Trump awards Celtics legend Bob Cousy the Medal of Freedom
President Trump presented six-time NBA champion and Bostons Celtic legend Bob Cousy with the Presidential Medal of Freedom on Thursday, the nation's highest civilian honor.
"He's a great champion and we love champions," the president said to Cousy in the Oval Office. "You have achieved so much ... even beyond basketball."
Thanking the president for the medal, Cousy quipped, "If I had known I was going be eulogized, I'd have probably done the only decent thing and died for you."
"Mr. President, I know in your world, you're well on your way to making America great again," Cousy said. "In my world, it's been great for 91 years. Only in America could my story have been told. I'm here to say I'm easily the most fortunate, lucky SOB on the planet."
"Mr. Basketball," as the 91-year-old Cousy was known when he was a point guard for the Boston Celtics in the 1950s and '60s, has been invited to the White House six times before. His first visit to the Oval Office, Cousy told CBS News in a phone call Wednesday, was during the Eisenhower administration. President Eisenhower, he recalled, asked him, "Cooz, how's your basketball?"
But he said receiving the Medal of Freedom "falls into a different category."
"It closes a circle. It's like the cherry on top of the sundae," he said. "At 91, you get excited when the doorbell rings."
Cousy still lives in what he described as the "laid-back New England town" of Worcester, Massachusetts, where he attended college and as a freshman, helped the College of the Holy Cross Crusaders win their first NCAA men's basketball championship in 1947.
After ending his NCAA career with a 26-game winning streak in his senior year, Cousy graduated from Holy Cross in 1950 and moved east on the Boston Turnpike to play for the Celtics, beginning his legendary 13-season run with the team.
Playing with his friend Bill Russell, a fellow Medal of Freedom recipient whom Cousy described as "the greatest center who ever played," "Cooz" won six NBA championships and was named the league's Most Valuable Player in 1957. He was an all-star each of his 13 years in the league, and was inducted into the Basketball Hall of Fame in 1971.
Cousy said he's been considered before for the Medal of Freedom, during the Obama administration, and he received support from Massachusetts icons like former Senator James McGovern, former Governor Deval Patrick, and future presidential contender, Senator Elizabeth Warren.

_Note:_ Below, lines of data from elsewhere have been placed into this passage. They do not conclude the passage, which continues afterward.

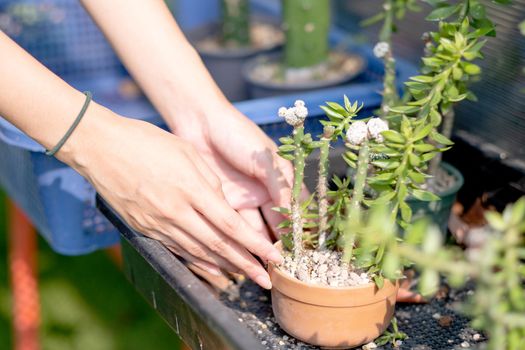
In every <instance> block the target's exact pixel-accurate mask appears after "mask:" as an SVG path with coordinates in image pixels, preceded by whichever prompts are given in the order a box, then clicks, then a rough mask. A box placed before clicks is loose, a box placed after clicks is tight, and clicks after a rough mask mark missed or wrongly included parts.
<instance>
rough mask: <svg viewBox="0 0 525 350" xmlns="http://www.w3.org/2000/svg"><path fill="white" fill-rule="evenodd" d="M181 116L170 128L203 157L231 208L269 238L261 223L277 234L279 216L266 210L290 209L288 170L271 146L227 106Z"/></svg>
mask: <svg viewBox="0 0 525 350" xmlns="http://www.w3.org/2000/svg"><path fill="white" fill-rule="evenodd" d="M181 117H182V118H183V119H182V118H180V119H175V120H171V122H168V123H169V124H170V127H171V128H172V130H173V132H174V133H175V134H176V135H178V136H180V137H182V138H184V139H186V140H188V141H190V142H191V143H192V144H193V145H194V146H195V147H196V148H197V150H198V151H199V152H200V153H201V154H202V156H203V158H204V159H205V161H206V162H207V163H208V165H209V166H210V168H211V169H212V170H213V171H214V172H215V173H216V175H217V176H218V177H219V178H220V180H221V181H222V188H223V192H224V194H225V196H226V199H227V201H228V202H229V203H230V205H231V206H232V207H233V208H234V209H236V210H237V211H238V212H239V213H240V214H241V215H242V216H243V217H244V218H245V219H246V221H248V222H250V223H252V225H253V227H254V228H255V229H256V230H257V231H258V232H260V233H261V234H263V235H265V236H266V237H267V238H268V239H270V235H269V233H268V230H267V228H266V225H265V221H266V222H267V223H268V225H269V226H270V227H271V228H272V230H274V232H273V233H274V234H276V235H277V234H278V233H277V232H276V230H275V228H276V227H277V225H278V224H279V223H280V222H281V221H282V219H283V217H282V216H281V215H280V214H279V213H277V212H274V211H272V210H271V208H272V207H275V206H282V207H288V206H289V201H290V188H291V183H292V178H293V167H292V164H291V163H290V162H289V161H287V160H284V159H282V158H281V157H279V155H278V154H277V146H276V145H275V143H274V142H273V141H272V140H271V139H270V138H269V137H268V136H267V135H266V134H264V132H263V131H262V130H261V129H260V128H259V127H258V126H257V125H256V124H254V123H253V122H252V121H250V120H249V119H248V118H247V117H245V116H244V115H242V114H241V113H240V112H239V111H237V110H236V109H235V108H234V107H233V106H232V105H230V104H225V105H224V106H223V107H221V108H220V109H218V110H215V111H214V113H202V114H199V113H195V115H193V117H192V118H189V117H188V116H181ZM259 208H261V212H262V216H261V212H260V211H259ZM263 217H264V219H265V220H263Z"/></svg>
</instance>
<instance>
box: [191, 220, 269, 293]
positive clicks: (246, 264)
mask: <svg viewBox="0 0 525 350" xmlns="http://www.w3.org/2000/svg"><path fill="white" fill-rule="evenodd" d="M237 215H239V214H237ZM239 217H240V216H239ZM184 225H185V227H187V229H188V231H190V232H192V233H194V236H195V238H196V239H198V240H199V241H200V242H201V243H202V244H204V245H205V246H206V247H207V248H208V249H209V250H211V251H212V252H213V253H215V254H217V255H219V256H221V257H223V258H224V259H225V260H227V261H229V262H230V263H231V264H232V265H234V266H236V267H237V268H238V269H240V270H241V271H243V272H244V273H245V274H246V275H247V276H248V277H249V278H251V279H252V280H254V281H255V282H256V283H257V284H259V285H260V286H261V287H263V288H266V289H270V288H271V282H270V278H269V276H268V273H267V272H266V270H265V269H264V268H263V267H262V266H261V264H260V263H259V262H258V261H257V260H256V259H255V258H254V257H253V255H251V254H250V253H249V252H248V251H247V250H246V249H245V248H244V247H243V246H241V245H240V244H238V243H237V242H235V241H234V240H233V239H231V238H229V237H227V236H226V235H224V234H222V233H221V232H220V231H219V230H218V229H217V228H216V227H214V226H213V225H212V224H211V223H210V222H209V221H208V220H206V218H205V217H204V216H203V215H201V214H199V213H198V212H194V214H190V215H186V216H185V222H184ZM245 234H247V233H245ZM252 235H253V236H254V237H252V238H253V239H254V240H258V241H260V242H264V243H266V244H268V245H271V244H270V243H269V242H268V241H266V240H265V239H264V238H262V237H257V236H256V235H257V233H253V234H252ZM272 248H273V246H272Z"/></svg>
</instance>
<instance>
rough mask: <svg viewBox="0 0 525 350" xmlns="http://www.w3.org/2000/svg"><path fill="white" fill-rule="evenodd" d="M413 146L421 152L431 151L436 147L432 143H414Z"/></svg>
mask: <svg viewBox="0 0 525 350" xmlns="http://www.w3.org/2000/svg"><path fill="white" fill-rule="evenodd" d="M413 147H414V149H415V150H416V151H418V152H421V153H425V152H430V151H433V150H435V149H436V147H435V146H434V145H431V144H429V143H418V144H417V145H414V146H413Z"/></svg>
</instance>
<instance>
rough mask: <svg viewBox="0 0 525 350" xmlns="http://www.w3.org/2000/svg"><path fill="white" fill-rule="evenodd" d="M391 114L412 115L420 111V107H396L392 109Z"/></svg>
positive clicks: (411, 106)
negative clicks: (417, 111) (419, 108)
mask: <svg viewBox="0 0 525 350" xmlns="http://www.w3.org/2000/svg"><path fill="white" fill-rule="evenodd" d="M389 111H390V112H393V113H399V114H411V113H415V112H417V111H419V107H417V106H396V107H390V109H389Z"/></svg>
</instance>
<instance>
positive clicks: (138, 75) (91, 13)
mask: <svg viewBox="0 0 525 350" xmlns="http://www.w3.org/2000/svg"><path fill="white" fill-rule="evenodd" d="M81 2H82V3H83V5H84V6H85V7H86V9H87V10H88V12H89V13H90V14H91V16H92V17H93V18H94V19H95V21H96V22H97V24H98V25H99V27H100V28H101V29H102V30H103V31H104V33H105V35H106V37H107V38H108V39H109V41H110V42H111V43H112V45H113V47H114V48H115V50H116V51H117V53H118V54H119V56H120V57H121V59H122V61H123V62H124V64H125V65H126V67H127V68H128V70H129V71H130V73H131V74H132V75H133V77H134V78H135V79H136V81H137V82H138V83H139V85H140V86H141V87H142V89H143V90H144V92H145V93H146V95H147V96H148V97H149V99H150V100H151V101H152V103H153V104H154V105H155V107H156V108H157V109H158V110H159V112H160V113H161V114H162V116H163V117H164V118H165V119H166V121H167V122H168V123H171V121H172V120H173V118H177V117H178V116H184V118H185V121H186V122H188V123H191V122H192V121H193V120H195V119H196V118H195V117H197V116H194V115H191V114H192V113H197V114H198V113H202V114H211V113H213V112H214V111H215V112H216V111H220V110H221V109H222V108H224V106H225V105H226V104H227V101H226V99H225V98H224V96H223V95H222V93H221V92H220V90H219V89H218V87H217V86H216V84H215V83H214V82H213V80H212V78H211V76H210V75H209V73H208V72H207V70H206V68H205V67H204V65H203V64H202V61H201V60H200V58H199V56H198V54H197V53H196V51H195V50H194V49H193V47H192V46H191V45H190V44H189V42H188V41H187V40H186V38H185V37H184V35H183V33H182V32H181V30H180V28H179V27H178V25H177V24H176V22H175V20H174V19H173V16H172V15H171V13H170V12H169V10H168V8H167V6H166V5H165V3H164V1H162V0H134V1H129V0H112V1H106V0H81ZM170 126H172V127H173V128H176V126H175V125H170Z"/></svg>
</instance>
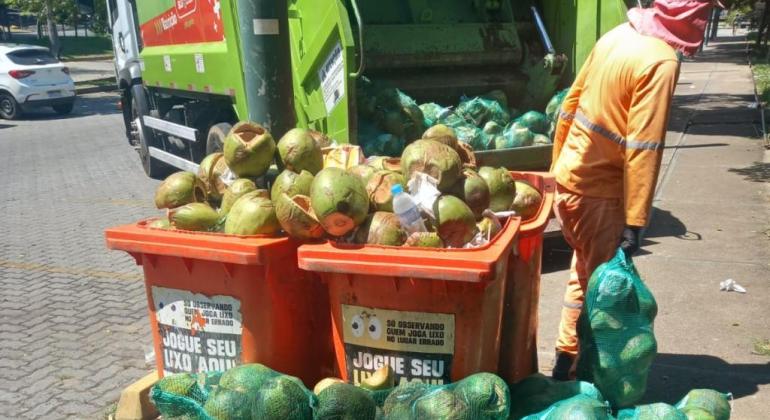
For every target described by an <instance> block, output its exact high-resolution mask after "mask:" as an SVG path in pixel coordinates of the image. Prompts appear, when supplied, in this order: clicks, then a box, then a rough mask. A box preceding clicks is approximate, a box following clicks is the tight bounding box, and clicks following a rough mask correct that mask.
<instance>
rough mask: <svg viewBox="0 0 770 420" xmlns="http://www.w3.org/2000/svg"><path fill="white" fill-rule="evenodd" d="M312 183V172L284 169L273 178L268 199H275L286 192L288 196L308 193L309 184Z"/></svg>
mask: <svg viewBox="0 0 770 420" xmlns="http://www.w3.org/2000/svg"><path fill="white" fill-rule="evenodd" d="M312 184H313V174H311V173H310V172H308V171H305V170H303V171H302V172H299V173H297V172H294V171H292V170H289V169H284V170H283V172H281V173H280V175H278V177H277V178H275V182H273V187H272V188H271V189H270V199H271V200H273V201H277V200H278V197H280V196H281V194H287V195H288V196H289V197H294V196H295V195H308V194H310V186H311V185H312Z"/></svg>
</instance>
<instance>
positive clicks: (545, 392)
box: [510, 373, 604, 420]
mask: <svg viewBox="0 0 770 420" xmlns="http://www.w3.org/2000/svg"><path fill="white" fill-rule="evenodd" d="M576 395H585V396H586V397H589V398H593V399H594V400H596V401H598V402H600V403H604V397H603V396H602V393H601V392H599V390H598V389H596V387H595V386H593V385H592V384H590V383H588V382H582V381H564V382H562V381H554V380H553V379H551V378H549V377H546V376H545V375H543V374H541V373H536V374H534V375H530V376H528V377H526V378H524V379H522V380H521V381H519V382H517V383H516V384H515V385H513V386H512V387H511V416H510V419H511V420H517V419H520V418H522V417H526V416H528V415H531V414H535V413H538V412H541V411H543V410H545V409H546V408H548V407H550V406H551V405H553V404H555V403H557V402H559V401H563V400H566V399H569V398H572V397H574V396H576Z"/></svg>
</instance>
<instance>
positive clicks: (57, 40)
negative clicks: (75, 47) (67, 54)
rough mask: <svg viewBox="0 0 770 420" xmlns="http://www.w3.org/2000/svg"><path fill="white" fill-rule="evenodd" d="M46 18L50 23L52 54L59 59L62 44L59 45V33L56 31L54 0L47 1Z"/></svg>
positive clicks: (47, 0) (48, 35)
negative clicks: (53, 19) (53, 11)
mask: <svg viewBox="0 0 770 420" xmlns="http://www.w3.org/2000/svg"><path fill="white" fill-rule="evenodd" d="M45 17H46V20H47V21H48V39H49V40H50V42H51V54H53V55H54V57H59V54H60V53H61V44H60V43H59V33H58V32H57V31H56V22H54V20H53V0H45Z"/></svg>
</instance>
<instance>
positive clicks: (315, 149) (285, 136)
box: [278, 128, 324, 175]
mask: <svg viewBox="0 0 770 420" xmlns="http://www.w3.org/2000/svg"><path fill="white" fill-rule="evenodd" d="M278 161H279V163H280V164H281V165H283V167H284V168H286V169H289V170H292V171H294V172H297V173H299V172H302V171H308V172H310V173H311V174H313V175H315V174H317V173H318V171H320V170H321V169H322V168H323V163H324V162H323V152H322V151H321V147H320V145H319V144H318V143H317V142H316V141H315V139H313V136H312V135H311V133H310V130H306V129H304V128H292V129H291V130H289V131H288V132H287V133H286V134H284V135H283V137H281V139H280V140H279V141H278Z"/></svg>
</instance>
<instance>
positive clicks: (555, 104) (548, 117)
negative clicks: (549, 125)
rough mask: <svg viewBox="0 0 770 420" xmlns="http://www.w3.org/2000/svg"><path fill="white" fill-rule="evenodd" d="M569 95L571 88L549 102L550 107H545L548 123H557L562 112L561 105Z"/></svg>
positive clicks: (561, 91) (550, 100)
mask: <svg viewBox="0 0 770 420" xmlns="http://www.w3.org/2000/svg"><path fill="white" fill-rule="evenodd" d="M567 93H569V88H567V89H564V90H562V91H561V92H557V93H556V95H553V97H552V98H551V100H550V101H548V105H546V107H545V116H546V118H548V121H550V122H556V119H557V118H558V117H559V110H561V104H562V103H563V102H564V98H566V97H567Z"/></svg>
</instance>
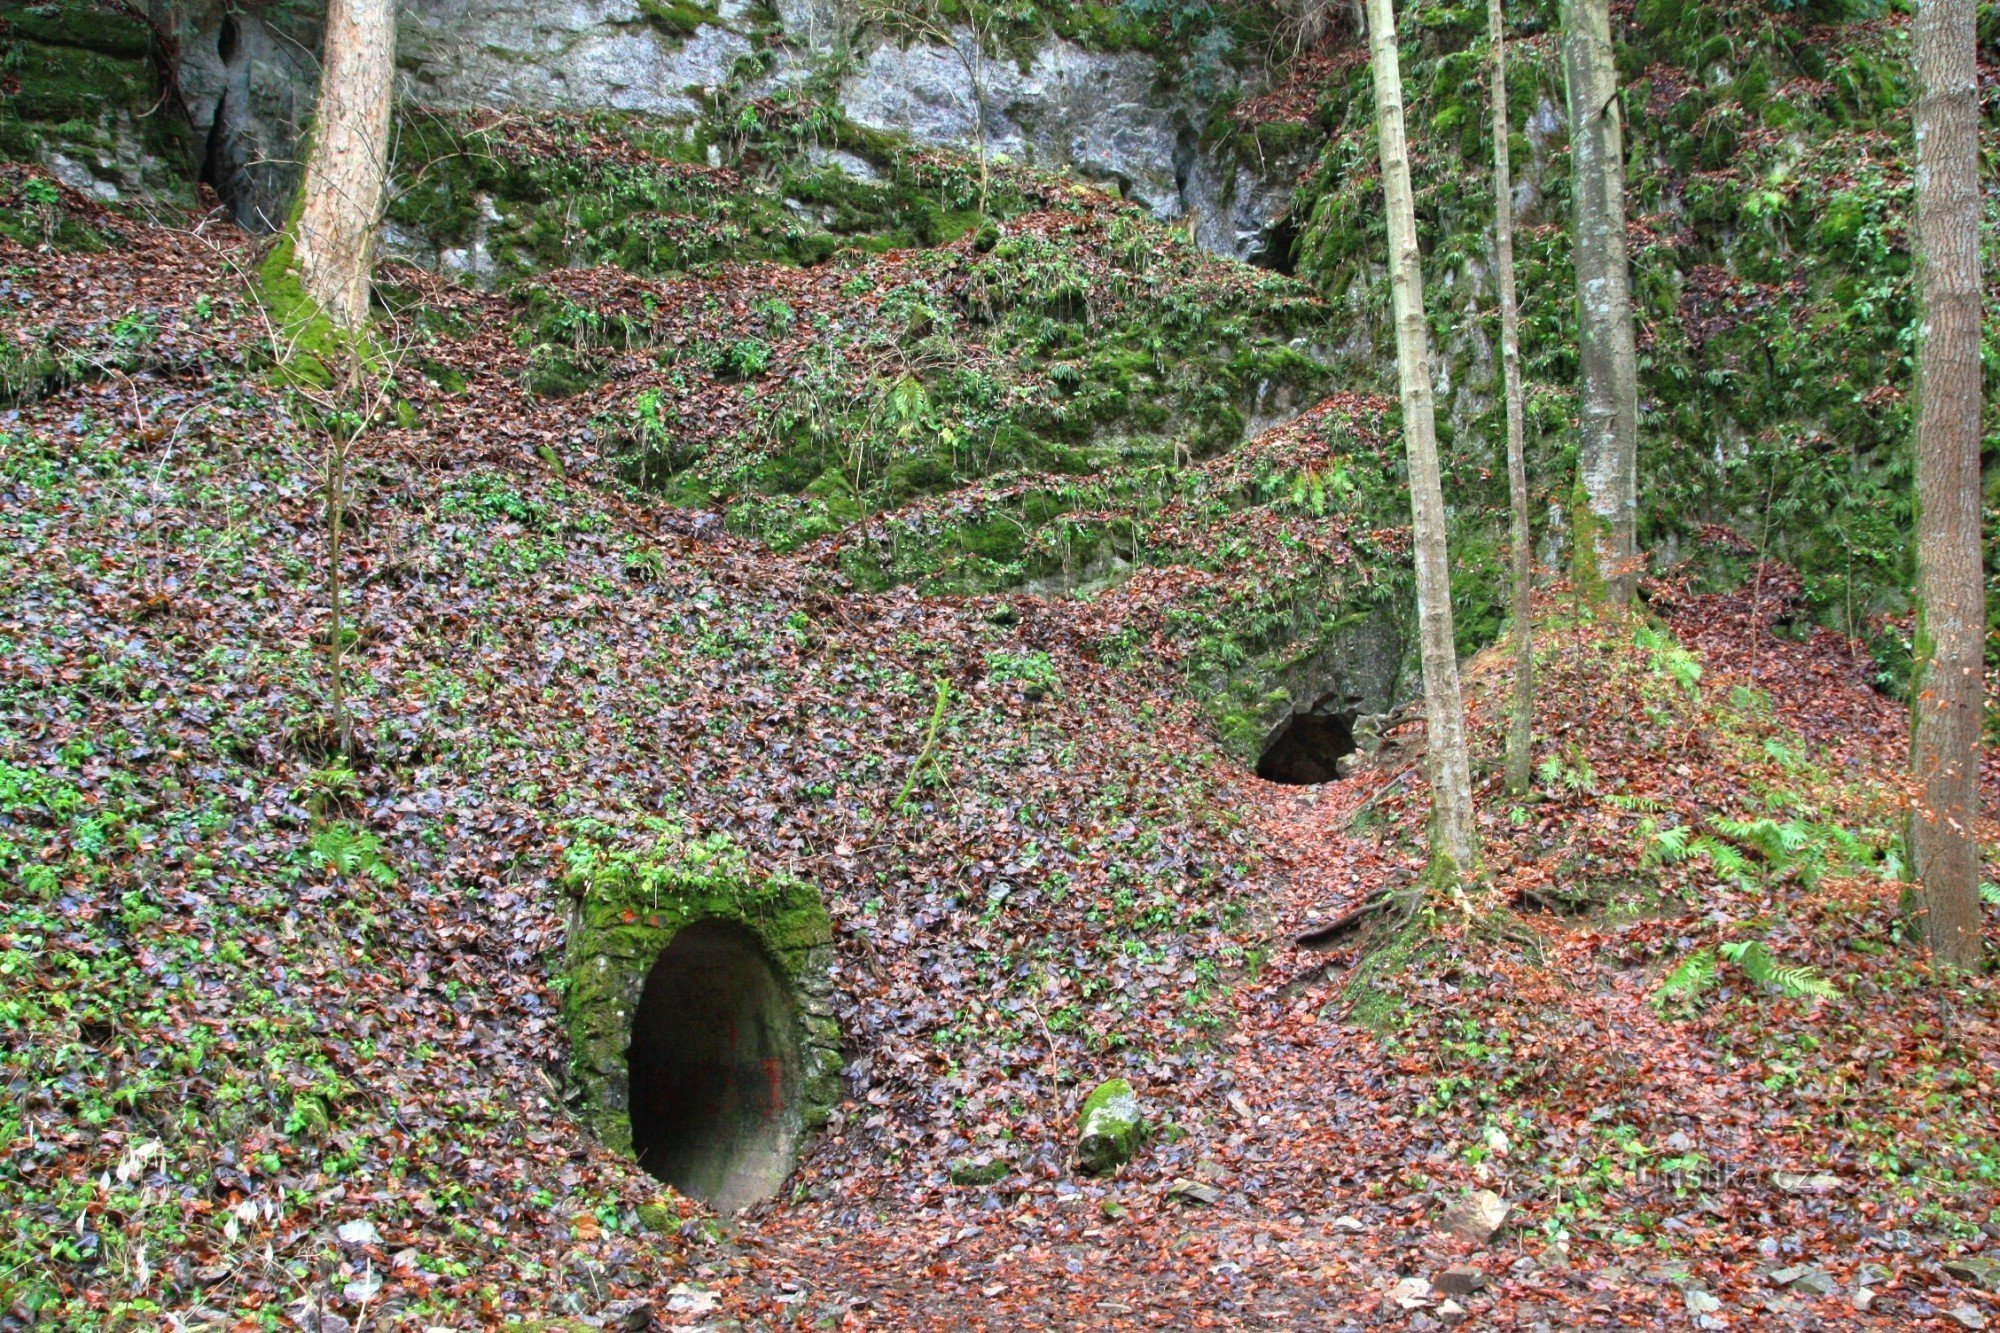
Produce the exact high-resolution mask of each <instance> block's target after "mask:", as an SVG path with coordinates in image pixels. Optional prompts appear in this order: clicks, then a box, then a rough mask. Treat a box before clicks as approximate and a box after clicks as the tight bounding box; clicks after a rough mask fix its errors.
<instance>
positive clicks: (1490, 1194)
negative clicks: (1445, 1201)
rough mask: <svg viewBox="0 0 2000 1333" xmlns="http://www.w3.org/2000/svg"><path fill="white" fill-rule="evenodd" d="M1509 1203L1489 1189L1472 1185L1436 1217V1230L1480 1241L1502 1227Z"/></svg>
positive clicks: (1483, 1240)
mask: <svg viewBox="0 0 2000 1333" xmlns="http://www.w3.org/2000/svg"><path fill="white" fill-rule="evenodd" d="M1512 1211H1514V1209H1512V1205H1508V1201H1506V1199H1502V1197H1500V1195H1496V1193H1494V1191H1490V1189H1474V1191H1472V1193H1470V1195H1466V1197H1464V1199H1460V1201H1458V1203H1454V1205H1452V1207H1450V1209H1446V1211H1444V1217H1440V1219H1438V1231H1444V1233H1446V1235H1456V1237H1458V1239H1462V1241H1472V1243H1474V1245H1484V1243H1486V1241H1490V1239H1494V1235H1496V1233H1498V1231H1500V1229H1502V1227H1506V1219H1508V1215H1512Z"/></svg>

After befriending the "very helpful" Democratic Senator Joe Manchin, a sometime-Trump ally whom Cousy praised for "voting his conscience," the retired Celtic said he received an unexpected call from the president in December.
"I gave it a two-count," he said of the call from the president, which he feared might be a prank.
To Cousy, who last traveled to the White House to meet President Reagan, neither the novelty nor the division of the Washington he's visiting on Thursday is lost.
"In my 91 years, I've never seen this kind of polarization," he said. "It doesn't seem to me we will ever have a Ronald Reagan – Tip O'Neill moment," in reference to the relationship between the conservative icon and the Democratic speaker of the House.
The grandfather of two said that in 2016, he voted for Libertarian Gary Johnson for president and is an independent. He said Wednesday he will most likely "pull [Trump's] lever" in the 2020 election, but blames the polarization in Washington on both sides of the aisle.
At the White House on Thursday, he said Mr. Trump was "the most extraordinary president of my lifetime."
Cousy observed of the president, "He's not a politician ... What you're seeing is what Donald Trump's been about his entire life." When asked if he would press Mr. Trump on the partisan divide, Cousy told CBS News that based on his experience with past presidents, he knows he won't get it in before the buzzer: "The president is not going to have time to chitchat."
For the Celtics legend, Thursday's visit is not about politics. He views the Medal of Freedom as perhaps the most prestigious recognition of his esteemed career and, and said, "I can stop chasing the bouncing ball."